There is Secretary of State Condoleezza Rice – whose father, the Rev. John Rice, was Bush’s high school guidance counselor – and who has been Bush’s best friend since they reconnected in Washington in the late 1980s. Bush immediately named other friends and classmates: Freeman Hrabowski III, the longtime president of the University of Maryland, Baltimore County, who is a recognized leader in American education, lived across the street from Bush in Titusville and remains a close friend (Bush was “elated” a few years ago when Hrabowski joined her on the board of T. Rowe Price); childhood best friend, Sheryl McCarthy, earned a national reputation as a newspaper and television reporter, author and college professor; and Michael Rashid (formerly Michael Coar) became noted as a pioneer in the managed care industry, for a decade was president and CEO of Philadelphia-based AmeriHealth Caritas, and in November 2020 was appointed as commerce director of Philadelphia.
“There are many others,” Bush emphasized. “If I’m viewed as exceptional, it’s because of the opportunities I’ve had and that I’ve been prepared to step into because of the people who influenced my life. Well, I wasn’t the only one.”
The Power Of Values
Though she has not lived in Alabama for well over 50 years, Bush still has family and friends in the state, especially in her hometown of Birmingham. In July, she visited the city for the first time since the onset of the COVID-19 pandemic. But in recent years, she has become used to hearing good news about economic growth and continued social progress in Birmingham. That progress causes Bush to consider both the contrasts with the city she grew up in and the obstacles that still must be overcome, in Birmingham and throughout the country.
“My parents taught me forgiveness,” Bush declared. “They taught me faith. They taught me to give others the benefit of the doubt. I see Birmingham doing more and more of that, and I think it’s just a wonderful thing.
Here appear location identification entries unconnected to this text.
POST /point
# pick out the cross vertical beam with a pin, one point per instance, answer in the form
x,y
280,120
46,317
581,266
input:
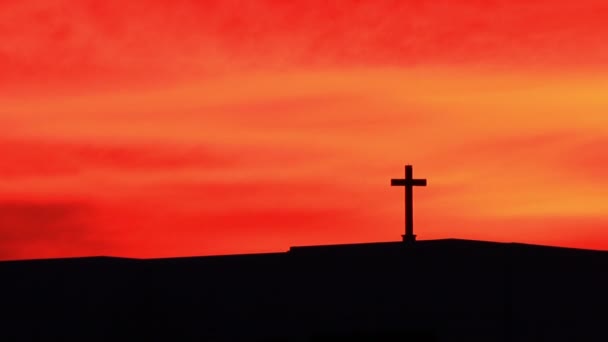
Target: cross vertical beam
x,y
409,182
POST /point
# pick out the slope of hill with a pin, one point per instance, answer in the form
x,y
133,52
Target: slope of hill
x,y
438,290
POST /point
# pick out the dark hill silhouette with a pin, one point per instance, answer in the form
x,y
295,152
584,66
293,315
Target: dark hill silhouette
x,y
439,290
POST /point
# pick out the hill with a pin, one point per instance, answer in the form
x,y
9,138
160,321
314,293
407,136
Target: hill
x,y
437,290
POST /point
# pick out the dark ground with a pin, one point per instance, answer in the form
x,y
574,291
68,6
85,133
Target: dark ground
x,y
441,290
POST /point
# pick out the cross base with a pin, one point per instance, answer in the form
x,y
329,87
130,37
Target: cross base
x,y
411,238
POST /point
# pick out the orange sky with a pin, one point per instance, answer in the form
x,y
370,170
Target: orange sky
x,y
173,128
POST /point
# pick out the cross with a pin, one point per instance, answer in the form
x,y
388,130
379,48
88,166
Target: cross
x,y
409,183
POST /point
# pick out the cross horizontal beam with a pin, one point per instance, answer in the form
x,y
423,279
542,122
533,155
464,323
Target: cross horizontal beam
x,y
408,182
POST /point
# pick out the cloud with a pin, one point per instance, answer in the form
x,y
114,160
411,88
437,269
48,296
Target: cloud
x,y
36,229
39,158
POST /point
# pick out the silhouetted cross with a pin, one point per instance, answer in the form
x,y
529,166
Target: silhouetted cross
x,y
409,183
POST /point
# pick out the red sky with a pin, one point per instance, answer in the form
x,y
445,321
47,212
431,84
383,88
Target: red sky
x,y
174,128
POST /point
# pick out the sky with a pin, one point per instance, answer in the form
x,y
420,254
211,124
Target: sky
x,y
170,128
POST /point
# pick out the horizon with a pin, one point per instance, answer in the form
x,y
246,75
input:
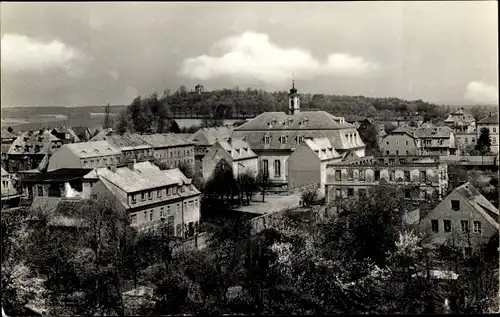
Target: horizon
x,y
54,54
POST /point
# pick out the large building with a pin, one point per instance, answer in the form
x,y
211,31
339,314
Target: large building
x,y
308,163
29,149
234,153
426,140
93,154
151,196
464,218
171,150
463,125
273,136
419,177
490,123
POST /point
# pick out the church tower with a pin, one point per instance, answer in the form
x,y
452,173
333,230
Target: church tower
x,y
293,100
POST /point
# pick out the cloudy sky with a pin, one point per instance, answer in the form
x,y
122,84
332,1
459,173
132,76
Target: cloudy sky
x,y
93,53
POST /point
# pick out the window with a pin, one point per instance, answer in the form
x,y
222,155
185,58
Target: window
x,y
477,227
447,225
392,175
362,175
362,192
350,174
465,226
265,167
277,168
423,176
338,175
350,192
435,225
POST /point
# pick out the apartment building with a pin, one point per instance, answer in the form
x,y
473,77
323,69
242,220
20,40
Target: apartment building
x,y
463,125
465,218
419,177
273,136
93,154
308,163
29,149
426,140
171,150
234,153
151,196
490,123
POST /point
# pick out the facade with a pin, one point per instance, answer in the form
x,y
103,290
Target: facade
x,y
29,149
93,154
204,139
151,196
490,123
171,150
308,163
235,153
273,136
464,218
463,125
426,140
62,183
420,178
66,135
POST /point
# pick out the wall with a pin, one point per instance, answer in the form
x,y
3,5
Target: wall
x,y
304,167
467,212
399,144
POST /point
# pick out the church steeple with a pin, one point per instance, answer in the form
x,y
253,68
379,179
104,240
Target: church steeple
x,y
293,99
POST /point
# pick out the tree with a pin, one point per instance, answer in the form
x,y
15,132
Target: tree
x,y
484,142
108,121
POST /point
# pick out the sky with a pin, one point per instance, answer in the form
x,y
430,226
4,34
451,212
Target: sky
x,y
79,54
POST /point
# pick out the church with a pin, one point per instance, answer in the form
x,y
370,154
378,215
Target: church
x,y
273,136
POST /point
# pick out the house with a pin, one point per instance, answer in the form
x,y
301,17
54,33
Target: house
x,y
171,150
426,140
465,218
307,164
490,123
83,133
29,149
152,196
234,153
204,139
64,182
463,125
420,177
66,135
273,136
93,154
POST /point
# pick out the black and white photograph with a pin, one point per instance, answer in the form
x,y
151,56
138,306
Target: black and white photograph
x,y
249,158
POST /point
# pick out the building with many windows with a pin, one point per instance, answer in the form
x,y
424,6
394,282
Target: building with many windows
x,y
490,123
273,136
151,196
93,154
464,218
419,177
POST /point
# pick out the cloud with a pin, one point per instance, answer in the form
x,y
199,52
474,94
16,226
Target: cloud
x,y
21,53
480,92
254,55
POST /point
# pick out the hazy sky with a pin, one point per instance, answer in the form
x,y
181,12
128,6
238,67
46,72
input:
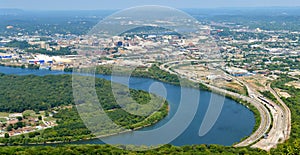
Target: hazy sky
x,y
121,4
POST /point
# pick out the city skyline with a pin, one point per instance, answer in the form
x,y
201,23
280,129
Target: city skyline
x,y
120,4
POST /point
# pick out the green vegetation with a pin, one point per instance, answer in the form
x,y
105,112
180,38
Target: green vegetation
x,y
43,93
107,149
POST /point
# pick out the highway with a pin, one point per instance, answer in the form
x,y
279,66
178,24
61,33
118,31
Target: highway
x,y
261,138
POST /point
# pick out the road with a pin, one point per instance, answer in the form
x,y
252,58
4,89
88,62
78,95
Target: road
x,y
281,115
263,111
287,113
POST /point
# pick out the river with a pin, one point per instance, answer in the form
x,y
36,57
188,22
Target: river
x,y
234,122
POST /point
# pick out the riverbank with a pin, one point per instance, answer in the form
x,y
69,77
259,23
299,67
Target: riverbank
x,y
144,84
“I Continue To Adore This city”
Asked to reflect once more on the core values that have been the foundation of her life and career – instilled in Birmingham, sharpened in college and graduate school, translated to expertise on Wall Street and in the nation’s capital – Bush did not hesitate.
“It all boils down to those values I heard about in childhood,” Bush said. “You work hard, you strive for excellence. You build a reputation that follows you. People see it and they ask you to do things. I don’t know how to put it more simply than that.”